ABC Tests Virtual-Reality Ads By Weaving
Courtesy of ABC

When ABC launches a new episode of “Quantico” this Sunday, it will also test its expertise in a relatively new task for media companies: making real money out of virtual reality.

ABC and other TV networks routinely allow certain advertisers to weave their smartphones and cola cans into scripted comedies and dramas as part of a longstanding practice known as “product placement.” This Sunday, instead of just putting a Lexus into the next episode of its popular freshman series about FBI recruits, the Disney-owned broadcast outlet created a special virtual-reality segment of the program in which the automaker plays a major role.

It’s a maneuver that could bolster use of an emerging media environment. “There’s tremendous opportunity for storytelling in this space, and I think it offers unique opportunities,” said Jeffrey Weinstock, vice president and creative director at ABC Integrated Marketing, in an interview. Viewers “are going to actually be part of the world of the show.”

During the midseason return of “Quantico” this Sunday evening, a promotional banner will appear at the bottom of the TV screen suggesting viewers take a look at Upon arrival, viewers can go into the world of the program and assume the role of a new recruit on a mission with “Quantico” characters Shelby Wyatt (played by Johanna Braddy) and Caleb Haas (played by Graham Rogers) as they track down a target – all with the assistance of a Lexus LX 570 flagship SUV. Curious seekers who check out the scene, which should clock in at under three minutes and 30 seconds, will be rewarded not only with a 360-degree view of the action, but a few “Easter egg” reveals about the show and its storylines. The website will offer instructions for accessing the experience on desktop or via a Littlstar VR app for headsets, mobile and Apple TV. The segment was produced by “Quantico” showrunners and writers.

The network unveils the new-tech idea at a heady time. TV networks are gearing up to hawk new programs and intriguing advertising packages as part of the industry’s annual upfront marketplace, where U.S. media companies try to sell the bulk of their ad inventory for the coming season. Many TV outlets will pitch their ability to create “custom” content that ties advertisers more directly to specific series and specials. Demonstrating a finesse with an emerging are like virtual reality could help ABC draw notice away from competitors.


Courtesy ABC News

ABC News Brings Virtual Reality to Its Reporting

The prospect of interacting with fictional worlds through virtual-reality technology may spark more attention soon. Mattel and Google have touted a new version of the old “View-Master” toy that had kids spend time looking at pictures of exotic places by gazing into a hand-held viewer. The companies’ new iteration works with images displayed via smartphones that are decidedly more interesting than the static pictures scrutinized by a previous generation.

ABC’s effort doesn’t mark the first time an advertiser and a show have teamed up to create a virtual reality experience. In the spring of 2014, AT&T helped fans of “Conan” on TBS view some show segments with a 360-degree perspective, including one in which host Conan O’Brien hurled four and a half pounds of Texas red meat via a catapult.

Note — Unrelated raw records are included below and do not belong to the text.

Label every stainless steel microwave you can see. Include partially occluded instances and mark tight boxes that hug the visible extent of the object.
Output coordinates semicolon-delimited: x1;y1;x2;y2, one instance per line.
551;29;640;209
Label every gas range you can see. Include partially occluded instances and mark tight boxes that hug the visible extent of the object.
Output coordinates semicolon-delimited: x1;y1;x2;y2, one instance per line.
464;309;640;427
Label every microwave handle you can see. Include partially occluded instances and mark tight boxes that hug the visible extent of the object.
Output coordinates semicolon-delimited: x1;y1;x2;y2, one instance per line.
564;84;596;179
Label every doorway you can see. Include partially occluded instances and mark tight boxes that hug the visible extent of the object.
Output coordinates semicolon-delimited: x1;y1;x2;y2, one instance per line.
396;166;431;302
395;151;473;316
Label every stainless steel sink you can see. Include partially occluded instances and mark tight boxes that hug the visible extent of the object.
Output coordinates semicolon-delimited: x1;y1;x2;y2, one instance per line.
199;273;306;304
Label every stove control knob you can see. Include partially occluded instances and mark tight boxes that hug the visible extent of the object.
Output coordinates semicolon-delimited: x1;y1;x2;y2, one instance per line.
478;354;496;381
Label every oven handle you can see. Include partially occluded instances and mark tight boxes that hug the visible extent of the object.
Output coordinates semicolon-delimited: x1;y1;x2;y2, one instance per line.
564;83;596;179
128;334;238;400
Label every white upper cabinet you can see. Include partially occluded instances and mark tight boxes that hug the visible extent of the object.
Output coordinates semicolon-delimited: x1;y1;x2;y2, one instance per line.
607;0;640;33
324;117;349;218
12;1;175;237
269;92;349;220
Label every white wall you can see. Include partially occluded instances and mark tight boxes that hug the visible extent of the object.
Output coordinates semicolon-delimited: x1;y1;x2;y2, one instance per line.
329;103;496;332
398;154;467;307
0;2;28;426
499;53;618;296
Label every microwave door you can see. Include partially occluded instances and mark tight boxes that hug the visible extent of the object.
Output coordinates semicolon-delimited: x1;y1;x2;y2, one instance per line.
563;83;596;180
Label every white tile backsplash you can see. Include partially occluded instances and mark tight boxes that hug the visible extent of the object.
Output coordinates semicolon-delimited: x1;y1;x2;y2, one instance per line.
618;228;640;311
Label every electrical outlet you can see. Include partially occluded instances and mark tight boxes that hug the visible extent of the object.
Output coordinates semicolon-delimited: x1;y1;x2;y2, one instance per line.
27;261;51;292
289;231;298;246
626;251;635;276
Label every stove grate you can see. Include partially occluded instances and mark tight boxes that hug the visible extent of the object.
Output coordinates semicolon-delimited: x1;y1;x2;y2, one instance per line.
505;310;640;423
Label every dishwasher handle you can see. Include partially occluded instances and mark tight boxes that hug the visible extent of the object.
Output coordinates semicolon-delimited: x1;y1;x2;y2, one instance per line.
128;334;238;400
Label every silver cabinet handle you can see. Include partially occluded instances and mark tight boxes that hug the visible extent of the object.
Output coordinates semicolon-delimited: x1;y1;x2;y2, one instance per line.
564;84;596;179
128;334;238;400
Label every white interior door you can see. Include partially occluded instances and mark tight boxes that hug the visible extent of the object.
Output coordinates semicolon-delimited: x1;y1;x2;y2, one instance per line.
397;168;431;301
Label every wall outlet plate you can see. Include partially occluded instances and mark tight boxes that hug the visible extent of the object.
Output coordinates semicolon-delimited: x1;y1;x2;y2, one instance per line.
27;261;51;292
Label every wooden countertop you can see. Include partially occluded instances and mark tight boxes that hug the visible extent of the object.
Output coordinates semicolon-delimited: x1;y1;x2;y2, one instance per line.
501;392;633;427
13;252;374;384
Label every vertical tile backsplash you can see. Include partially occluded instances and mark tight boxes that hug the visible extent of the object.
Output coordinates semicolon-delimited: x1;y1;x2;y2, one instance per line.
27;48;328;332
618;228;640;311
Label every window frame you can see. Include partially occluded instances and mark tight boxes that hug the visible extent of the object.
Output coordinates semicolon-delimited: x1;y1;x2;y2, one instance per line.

ABC’s effort, however, may be one of the earliest examples of a sponsor being written into a scripted program shown in this new way.

ABC produced the virtual-reality scene after being approached by Lexus in recent weeks, said Weinstock. Lexus considers the virtual-reality experiment to be “a nice way to introduce ourselves” to “super fans” of “Quantico,” said Brian Bolain, Lexus corporate marketing communications and product marketing manager, in an interview. People who choose to visit “have raised their hand,” he said, and are likely to be more engaged with the segment – and thus more likely to take notice of the Lexus vehicle contained within it – than the average couch potato.

In the recent past, TV-news outlets have been seemed more eager to pursue virtual-reality content, and for obvious reasons: Creating virtual-reality reports could represent a way to get consumers to spend more time with video-news, particularly as news aficionados gravitate more heavily to smartphones and social-media to keep up with headlines.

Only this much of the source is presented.